Nevertheless, two-step verification is still an added layer of security that could protect some of your more precious files stored in Dropbox such as family photos or business documents. If you'd like to give the new Dropbox feature a try, here's a look at how to enable the feature on your account.
First, a Warning
Dropbox's current implementation of two-step verification is in experimental mode and is recommended only for users who don't mind confronting buggy software or unexpected problems. If you don't like dealing with PC hassles, do not try this feature in its current state. Dropbox says it plans to roll out optional two-step verification to all users in the near future.
The first thing you need to do is get the latest experimental build of the Dropbox desktop app from this page on the Dropbox forums. Dropbox offers .exe and .dmg downloads available for Windows and Mac OS X respectively, and either a 32- or 64-bit tarball for Linux users.
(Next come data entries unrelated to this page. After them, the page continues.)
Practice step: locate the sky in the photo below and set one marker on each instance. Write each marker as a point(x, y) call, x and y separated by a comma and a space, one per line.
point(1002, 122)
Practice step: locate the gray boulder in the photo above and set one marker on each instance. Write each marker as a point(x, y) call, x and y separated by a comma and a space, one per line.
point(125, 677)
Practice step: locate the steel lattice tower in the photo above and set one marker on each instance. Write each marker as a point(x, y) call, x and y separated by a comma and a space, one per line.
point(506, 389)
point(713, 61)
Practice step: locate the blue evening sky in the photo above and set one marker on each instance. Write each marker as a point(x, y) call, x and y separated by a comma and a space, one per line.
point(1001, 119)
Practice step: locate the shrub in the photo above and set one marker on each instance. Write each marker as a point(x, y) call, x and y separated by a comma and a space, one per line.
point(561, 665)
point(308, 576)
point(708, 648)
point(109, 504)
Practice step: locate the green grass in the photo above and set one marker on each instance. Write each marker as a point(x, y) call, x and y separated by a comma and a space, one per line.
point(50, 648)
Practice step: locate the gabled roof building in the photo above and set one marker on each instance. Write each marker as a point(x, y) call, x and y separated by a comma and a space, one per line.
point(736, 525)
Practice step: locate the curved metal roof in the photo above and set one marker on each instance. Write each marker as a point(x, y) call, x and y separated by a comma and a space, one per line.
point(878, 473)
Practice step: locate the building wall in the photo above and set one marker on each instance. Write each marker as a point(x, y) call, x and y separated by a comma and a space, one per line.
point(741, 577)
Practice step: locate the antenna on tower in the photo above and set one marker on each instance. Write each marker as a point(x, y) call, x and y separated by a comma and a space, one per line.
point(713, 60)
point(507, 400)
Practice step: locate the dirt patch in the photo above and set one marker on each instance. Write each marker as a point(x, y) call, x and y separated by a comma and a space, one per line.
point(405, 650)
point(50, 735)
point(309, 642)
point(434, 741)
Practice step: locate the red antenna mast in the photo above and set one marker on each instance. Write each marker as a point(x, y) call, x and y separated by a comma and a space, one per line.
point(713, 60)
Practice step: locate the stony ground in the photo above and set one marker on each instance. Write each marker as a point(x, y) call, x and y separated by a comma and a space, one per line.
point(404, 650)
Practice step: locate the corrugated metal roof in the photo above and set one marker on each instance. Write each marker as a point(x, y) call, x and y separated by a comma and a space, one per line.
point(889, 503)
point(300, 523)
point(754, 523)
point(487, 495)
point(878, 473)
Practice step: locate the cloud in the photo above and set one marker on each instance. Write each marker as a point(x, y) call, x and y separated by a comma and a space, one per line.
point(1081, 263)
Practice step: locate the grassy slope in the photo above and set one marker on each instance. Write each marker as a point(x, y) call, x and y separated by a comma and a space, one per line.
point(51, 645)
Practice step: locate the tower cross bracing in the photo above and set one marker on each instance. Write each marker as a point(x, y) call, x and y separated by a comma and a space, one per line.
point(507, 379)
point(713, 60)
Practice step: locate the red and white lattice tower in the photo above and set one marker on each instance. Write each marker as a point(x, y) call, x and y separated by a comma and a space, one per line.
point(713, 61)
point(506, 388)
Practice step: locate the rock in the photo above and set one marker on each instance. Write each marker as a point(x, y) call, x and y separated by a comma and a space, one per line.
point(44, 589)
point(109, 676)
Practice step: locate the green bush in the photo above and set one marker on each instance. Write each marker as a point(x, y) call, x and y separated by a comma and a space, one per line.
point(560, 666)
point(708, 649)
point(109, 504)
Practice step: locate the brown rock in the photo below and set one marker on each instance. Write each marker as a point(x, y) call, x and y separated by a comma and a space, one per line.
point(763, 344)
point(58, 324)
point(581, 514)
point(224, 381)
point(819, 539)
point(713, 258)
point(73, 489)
Before you install your version of Dropbox, you need to quit the current version of the desktop app running on your PC. This varies depending on your operating system. Windows users need to right-click the Dropbox icon in the taskbar and select "Exit." Then you can install the new version of Dropbox as you normally would.
After the experimental build is installed, sign in to Dropbox online using this link, which will let you enable two-step verification on your account.
The link above should take you directly to your Security settings. If it doesn't, click on your name in the upper right-hand corner and from the drop-down menu select “Settings.” On the next page, click on the Security tab.
Scroll down to the bottom of the security section until you see the “Account sign in” section. You should see an option that says “Two-step verification Disabled.” Click on “(change)” and enter your password if prompted.
Next, a pop-up window will appear asking you to start the activation process for two-step verification by clicking on “Get started.” Then you'll be asked whether you want to receive two-step verification codes via SMS or a mobile app. For our purposes, we'll choose the mobile app option.
Dropbox two-step verification supports several third-party authentication apps including Google Authenticator (Android, iOS, BlackBerry), AWS Virtual MFA from Amazon's Appstore for Android, or Authenticator for Windows Phone.
Enable and Get Your Code
You'll then be asked to enable the authentication app by scanning a QR code or getting a secret key you can enter manually.
If your phone supports it, scanning the QR code is the faster option.
The process is almost over, but we're not quite there yet.
Once you've scanned the QR code or added your Dropbox account to the smartphone app manually, you have to enter a six-digit code from your authentication app to make sure everything is working properly.
After enabling your authentication app, Dropbox will display a 16-digit code that you need to copy down to a secure place such as an encrypted file or a plain piece of paper kept in a safe place.
This code is your back-up should you lose your phone and become unable to authenticate a sign-in to your Dropbox account.
Using the 16-digit code will give you emergency access to your account and allow you to disable two-step verification.
After you've copied the code, you're all set-up with two-factor authentication.
If you want to make sure everything is working properly, try unlinking your desktop account and re-linking your account. This will basically sign you out of Dropbox on the desktop and will not erase your files.
To unlink on Windows, right-click on the Dropbox icon in your taskbar, select "Preferences>Account>Unlink This Computer." Dropbox will disappear and then reboot asking you to sign in. After you've entered your username and password, you should now see a request for a two-step verification code.
You will have to use a two-step verification code whenever you want to log into the Dropbox site or enable the service's desktop app on a new computer. In my tests, two-step verification did not affect the Dropbox smartphone apps for Android and iOS. It's not clear if the new security feature will also be extended to mobile apps once the feature moves out of the experimental phase.